Hopefully, my mixed review does not scare anyone away from getting a COVID test! In spite of my mixed review of the testing experience, I am glad to have the peace-of-mind of having that negative COVID test. And, if it was found out that I tested positive, appropriate actions could be taken so that others could quarantine accordingly, and protect others yet from the virus. While the testing experience itself was not ideal, testing is important and needs to exist more widely. What’s also important is social distancing and wearing your mask over your mouth and your nose.

19 Replies to “Coronavirus Update From New York City: December 10, 2020 (COVID Test Edition)”

      1. That’s not a stupid question at all Kim. My theory is that medical personnel were so busy doing their jobs that they didn’t notice this.

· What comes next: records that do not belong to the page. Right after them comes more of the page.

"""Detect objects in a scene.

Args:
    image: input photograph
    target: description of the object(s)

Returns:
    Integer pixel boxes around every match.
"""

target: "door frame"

        Another theory is that some of the non-maskers around here can get rather violent, and that non-confrontation is a form of self-preservation.

        Liked by 1 person

  1. I am glad you tested negative, and you are right the need for testing outweighs any discomfort you might have. They need to make more sites so that lines go down. We have more sites, but was watching on the news that certain parts of the state have none at all and they are particularly bad because they are near the state lines with Rhode Island who are experiencing a surge. So many people travel to the next state for work or shopping.

    Liked by 1 person

  2. We have people not wearing masks all over Florida. We have 1.1 million positive cases in Florida right now. Almost 60,000 hospitalizations and over 20,000 deaths. And people are still going out without masks! Thank you Ron DeSantis and Donald Trump! We are getting ready to get the first wave of vaccines in Northeast Florida so I’m praying that it works without serious side effects to where everyone can eventually get it. I’m ready to get back to some semblance of life as we once knew it.

    Liked by 1 person

    1. It is frustrating. I think one of the biggest mistakes President Trump made with COVID was to politicize mask-wearing and social distancing. Given his base, if he pushed his supporters to all wear masks, my guess is that at least tens of thousands of lives would have been saved.

      Liked by 1 person

      1. 100% agree! My husband & I both feel the same way. I was a lifelong Republican since I was 18. Voted for Reagan they year I turned 18. I couldn’t in good conscience stay that way. Changed my ticket last December. I will still vote for the best candidate in my mind because I’m really a bipartisan. The whole cult of what Trump is reminds me of Waco…just on a larger scale.

        Liked by 1 person

      2. Yeah, the extent to which people are willing to follow Trump (even if it involves harm to self or others) is scary. It’s unfortunate that such a loyal (Cultish?) following was not utilized for following health precautions here.

        Liked by 1 person

    1. You’re welcome. It’s a sad factoid, really. As a New Yorker, I can say that 9/11 was one of the worst, most horrifying days my city and this country experienced in recent times. And now we are going through that, every single day in all likelihood for the time being, with this virus.